THE NEW NEW LEFT? After reading two rather similar complaints from Richard Cohen and Jon Chait about, in essence, people on the internet being mean to them, it occurs to me that it might be worth pointing out that blogosphere luminaries like Duncan Black and Markos Moulitsas don't actually resemble their online personae Atrios and Kos all that greatly. For Duncan you'll sort of just have to take my word (or that of others who've met him, I doubt you'll see much disagreement on this). For Markos, one can clearly see that when he decided he wanted to write a calm, analytical book, he came up with a calm, analytical book.
All of which is by way of saying that one shouldn't infer from the fact that a certain strain of internet commentary has a very different writing style from traditional punditry that the root cause of this phenomenon is a drastic characterological difference between the writers.
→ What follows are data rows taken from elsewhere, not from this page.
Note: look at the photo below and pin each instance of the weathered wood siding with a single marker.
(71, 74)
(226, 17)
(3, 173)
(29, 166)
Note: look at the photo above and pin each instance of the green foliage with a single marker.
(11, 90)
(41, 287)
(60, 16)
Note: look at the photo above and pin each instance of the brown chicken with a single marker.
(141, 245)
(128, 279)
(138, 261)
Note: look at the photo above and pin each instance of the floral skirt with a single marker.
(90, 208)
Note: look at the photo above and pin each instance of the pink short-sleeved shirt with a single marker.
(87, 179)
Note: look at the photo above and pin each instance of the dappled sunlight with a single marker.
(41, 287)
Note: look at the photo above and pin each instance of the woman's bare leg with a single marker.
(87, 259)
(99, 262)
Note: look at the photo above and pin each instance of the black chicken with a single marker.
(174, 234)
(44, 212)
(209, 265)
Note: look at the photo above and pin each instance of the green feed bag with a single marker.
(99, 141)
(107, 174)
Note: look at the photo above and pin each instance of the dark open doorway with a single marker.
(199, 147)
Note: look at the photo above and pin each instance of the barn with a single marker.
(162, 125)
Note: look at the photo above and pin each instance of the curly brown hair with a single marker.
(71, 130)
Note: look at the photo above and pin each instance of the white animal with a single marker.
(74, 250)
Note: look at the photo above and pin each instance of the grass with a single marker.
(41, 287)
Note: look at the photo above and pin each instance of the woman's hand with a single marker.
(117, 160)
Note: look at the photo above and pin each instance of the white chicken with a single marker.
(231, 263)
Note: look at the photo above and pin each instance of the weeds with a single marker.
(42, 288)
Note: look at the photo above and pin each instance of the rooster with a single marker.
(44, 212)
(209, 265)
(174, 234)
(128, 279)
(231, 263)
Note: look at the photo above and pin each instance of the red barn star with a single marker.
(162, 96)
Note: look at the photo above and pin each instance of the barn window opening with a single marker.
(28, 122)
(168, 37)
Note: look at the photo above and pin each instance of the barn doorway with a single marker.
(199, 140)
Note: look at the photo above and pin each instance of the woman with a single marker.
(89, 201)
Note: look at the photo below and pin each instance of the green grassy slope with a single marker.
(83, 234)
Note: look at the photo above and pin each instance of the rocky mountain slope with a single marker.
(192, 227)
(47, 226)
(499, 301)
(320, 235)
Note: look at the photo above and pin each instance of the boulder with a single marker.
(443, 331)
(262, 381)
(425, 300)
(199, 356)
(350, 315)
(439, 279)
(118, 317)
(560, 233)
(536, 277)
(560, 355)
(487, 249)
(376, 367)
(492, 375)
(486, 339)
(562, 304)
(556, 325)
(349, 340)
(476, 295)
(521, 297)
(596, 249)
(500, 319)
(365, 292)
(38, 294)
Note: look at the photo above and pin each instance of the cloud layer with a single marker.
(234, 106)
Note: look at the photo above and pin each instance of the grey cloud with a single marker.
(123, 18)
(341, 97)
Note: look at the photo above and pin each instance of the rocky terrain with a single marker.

The other thing is that the comparisons between the stridency and vulgarity of some blog prose and New Left radicalism seem badly strained. A much more obvious analogy is to the dominant rhetorical approach on conservative talk radio, except without the FCC keeping an ear out for dirty language. It's just not that big a deal. The main difference, I guess, is that center-left pundits probably don't listen to talk radio and do spend time reading what gets written about them on the internet.
What is a big deal, as Kevin Drum notes, is the Iraq War. There's a big disagreement about that, and that's fine. It's an important issue. But there isn't some broader radical agenda out there.